In Australia, in New South Wales, cassiterite, available for faceting, was extracted at deposits of New England. In Indonesia, gem-quality cassiterite is extracted at placers on the Banka and Belitung Iss., and in Malaysia – on the Malaya Penin.. In China, transparent crystals of cassiterite up to 10x10 cm. in size are extracted in the Sichuan Prov., at the Zinyang deposit, near Pingwu, and in the Guangxi-Zhuang Autonomus Region, such crystals reached the size of 14 cm. Their findings are known also in tin ore deposits of the Yunnan Prov. In Mongolia, crystals of cassiterite up to 6.5 cm. long are extracted at the Bain Mod deposit, Henty Dist., and in the east of Mongolia there is the Modoto deposit of cassiterite. In India gem-quality cassiterite is extracted as additional material from tourmaline pegmatites in the north of the Jammu and Kashmir State (disputed area), in the region of Gilgit. Similar deposits are in Afghanistan, in the Kunar and Laghman Prov., where transparent crystals of cassiterite reach 10 cm.

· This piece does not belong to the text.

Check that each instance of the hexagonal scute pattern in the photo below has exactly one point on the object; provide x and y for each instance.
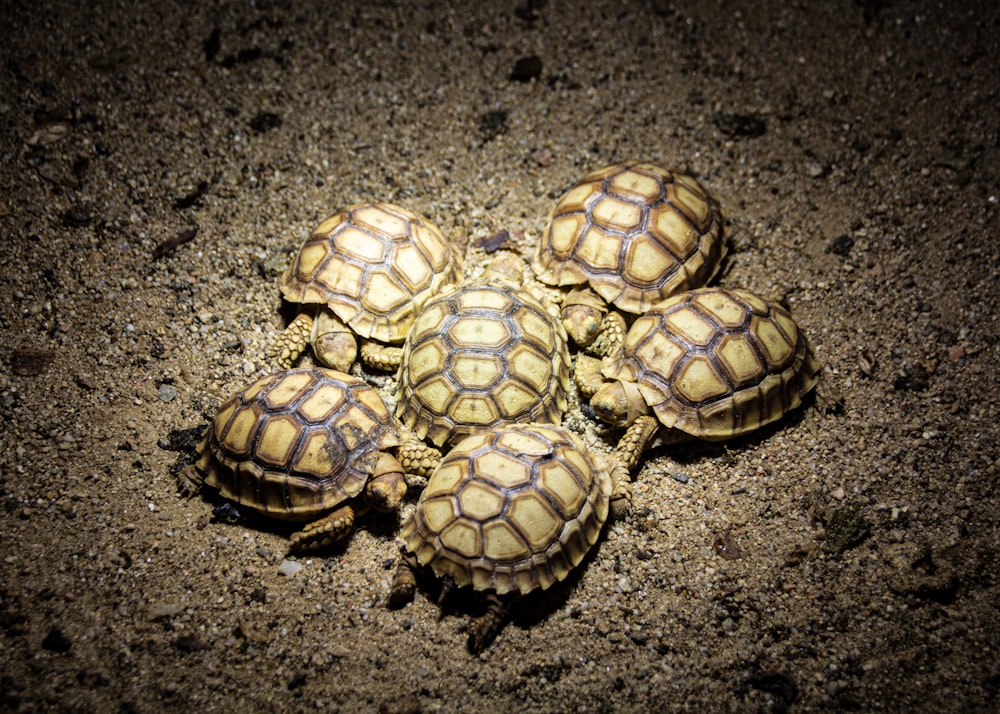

In Canada, findings of transparent crystals of cassiterite are known on the Baffin Land Is., from where faceted stones up to 24.17 ct. are coming. In Bolivia, at the Araca mine, La Paz Dept.; and Lliallagua, Potosí Dept., they extracted pale colored crystals of gem-quality cassiterite up to 5 cm. long; also Jaco deposit – woody tin. In Mexico, at the Sierra Fria deposit, Aguascalientes State, they extract woody tin. The similar material, available for cabochons, was coming also from the placer deposits Arrohoy Carrisal and Tierra Blanca, Guanahuato State.

Synonyms. Bergzinn, Germ. | Tin garnet | Sighting ore | Tin ore | Silesite, after the President of Bolivia E. Siles | Tin spar | Stannolite | Tin stone | Stromzin, from Germ. “Strom” – a flow | Tennmalm | ~ tin: black~ , mountain ~, needle ~, pryan ~, rosin ~.

Hydro-cassiterite – Tin agate | Tin toad’s-eye | Varlamoffite, after the Belgian mining engineer N. Varlamoff.

Treatment. Cassiterite in transparent crystals is faceted. In cabochons especially beautiful is apple-green arandisite with brown rim, colored with limonite. From pale colored crystals they make sometimes pure stones up to 2 ct., more rarely – up to 5 ct. Pale brown and dark brown crystals are up to 15 ct. in the faceted form; slightly crackled ones – up to 25 ct., mainly from Bolivian rough material. In the Smiths. Inst., Wash. there is yellowish-brown stone 10 ct., and in the Museum of Calgary, Canada, there are brownish ones, 9.51 and 14.85 ct. In private collections there are: a brown stone from Tasmania 9.6 ct., a brown stone from England 11.83 ct. Massive non-transparent woody tin is available for cut in cabochons, which size can be significant.

Synthesis. Synthetic cassiterite is received with the hydrothermal method. Its high index of refraction and obvious dispersion can be compared with those of ruby, rutile and diamond, that are why this material can be evaluated as a perspective one in jewelry.

Similarity. Cassiterite looks like rutile, tourmaline and zircon.